No seu conjunto, o naufrágio será um dos piores registados nos últimos meses e reacende o debate sobre as consequências, há muito antecipadas pelas agências internacionais e organizações de defesa dos direitos humanos, do fim da operação Mare Nostrum, no final do ano passado. Lançada pela Marinha italiana em Outubro de 2013, depois de quase 400 pessoas terem morrido em dois naufrágios ao largo de Lampedusa, a operação permitiu o resgate de mais de 150 mil pessoas de barcos em dificuldades, mas Roma anunciou que não poderia continuar a comportar sozinha os elevados custos. Em Novembro, deu lugar a uma missão da Frontex, a agência de fronteiras da União Europeia, mas que tem meios mais escassos e um mandato circunscrito a 30 milhas das costas europeias.    

“Esta é uma tragédia de enorme dimensão que nos recorda de maneira cruel que mais vidas se podem perder, se aqueles que procuram a segurança forem deixados à mercê do mar”, lamentou Vincent Cochetel, director do ACNUR para a Europa, voltando a insistir que a “Europa não pode continuar a fazer pouco e a agir tarde”. Ainda antes destes naufrágios, o ministro do Interior italiano tinha manifestado a sua “profunda dor” pela morte dos 29 imigrantes que não resistiram ao frio e voltou a exigir à UE uma resposta “mais vigorosa” para responder à crise humanitárias. Mas, confrontado com as críticas aos meios limitados que Itália agora tem no Mediterrâneo para responder a pedidos de socorro, Angelino Alfano afirmou que mesmo durante a Mare Nostrum centenas de pessoas perderam a vida no mar.

Mais de 3200 pessoas morreram em naufrágios no Mediterrâneo durante 2014, ano em que chegaram às costas italianas 170 mil pessoas, num recorde alimentado pelo êxodo de refugiados das guerras na Síria e no Iraque, e pelo caos que se apoderou da Líbia, porto de partida de muitos imigrantes da África subsariana. E se em anos anteriores o fluxo diminuía durante os meses de Inverno, agora há cada vez mais pessoas a fazerem a travessia em condições adversas. Só em Janeiro, chegaram a Itália 3528 pessoas, o que representa um aumento de 40% face ao mesmo mês de 2014, revelou Alfano.

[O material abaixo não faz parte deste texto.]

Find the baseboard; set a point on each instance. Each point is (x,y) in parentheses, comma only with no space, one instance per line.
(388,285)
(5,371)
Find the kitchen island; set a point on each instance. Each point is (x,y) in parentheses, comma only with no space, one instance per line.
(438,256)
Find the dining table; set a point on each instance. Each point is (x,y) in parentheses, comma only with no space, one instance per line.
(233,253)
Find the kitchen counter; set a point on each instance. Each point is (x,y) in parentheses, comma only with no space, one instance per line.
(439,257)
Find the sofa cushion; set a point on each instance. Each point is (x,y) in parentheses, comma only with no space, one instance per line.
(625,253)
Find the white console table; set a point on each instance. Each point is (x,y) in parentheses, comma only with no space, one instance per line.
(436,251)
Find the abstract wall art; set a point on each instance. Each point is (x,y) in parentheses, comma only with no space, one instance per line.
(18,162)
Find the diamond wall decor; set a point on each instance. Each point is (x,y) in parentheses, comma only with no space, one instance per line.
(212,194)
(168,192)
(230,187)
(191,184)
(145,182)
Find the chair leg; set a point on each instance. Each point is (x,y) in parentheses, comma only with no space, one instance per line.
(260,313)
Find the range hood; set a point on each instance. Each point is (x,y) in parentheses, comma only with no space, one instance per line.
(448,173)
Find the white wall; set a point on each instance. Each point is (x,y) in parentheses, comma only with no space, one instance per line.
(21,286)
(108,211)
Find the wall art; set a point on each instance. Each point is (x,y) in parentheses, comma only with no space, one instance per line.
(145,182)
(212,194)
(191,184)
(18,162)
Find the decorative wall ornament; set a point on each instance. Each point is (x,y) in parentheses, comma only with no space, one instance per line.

E ainda antes deste naufrágio, a OIM contava já 44 pessoas mortas e outras 42 desaparecidas durante a tentativa de chegar à Europa.

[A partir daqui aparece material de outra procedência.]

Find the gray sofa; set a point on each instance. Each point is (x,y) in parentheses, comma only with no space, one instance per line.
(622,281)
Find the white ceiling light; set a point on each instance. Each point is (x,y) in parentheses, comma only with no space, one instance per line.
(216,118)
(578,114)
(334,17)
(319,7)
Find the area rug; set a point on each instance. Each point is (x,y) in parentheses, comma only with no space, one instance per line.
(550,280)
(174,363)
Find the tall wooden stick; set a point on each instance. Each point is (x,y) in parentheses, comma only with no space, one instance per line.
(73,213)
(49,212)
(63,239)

O Papa Francisco, que no Verão de 2013 foi à pequena ilha para denunciar a indiferença do mundo ante os milhares de imigrantes que morrem na arriscada travessia, disse na audiência semanal desta quarta-feira estar a seguir “com muita preocupação as notícias que chegam de Lampedusa”. Prometeu rezar pelas vítimas e “encorajar de novo a solidariedade para que aqueles que estão em dificuldades sejam resgatados”.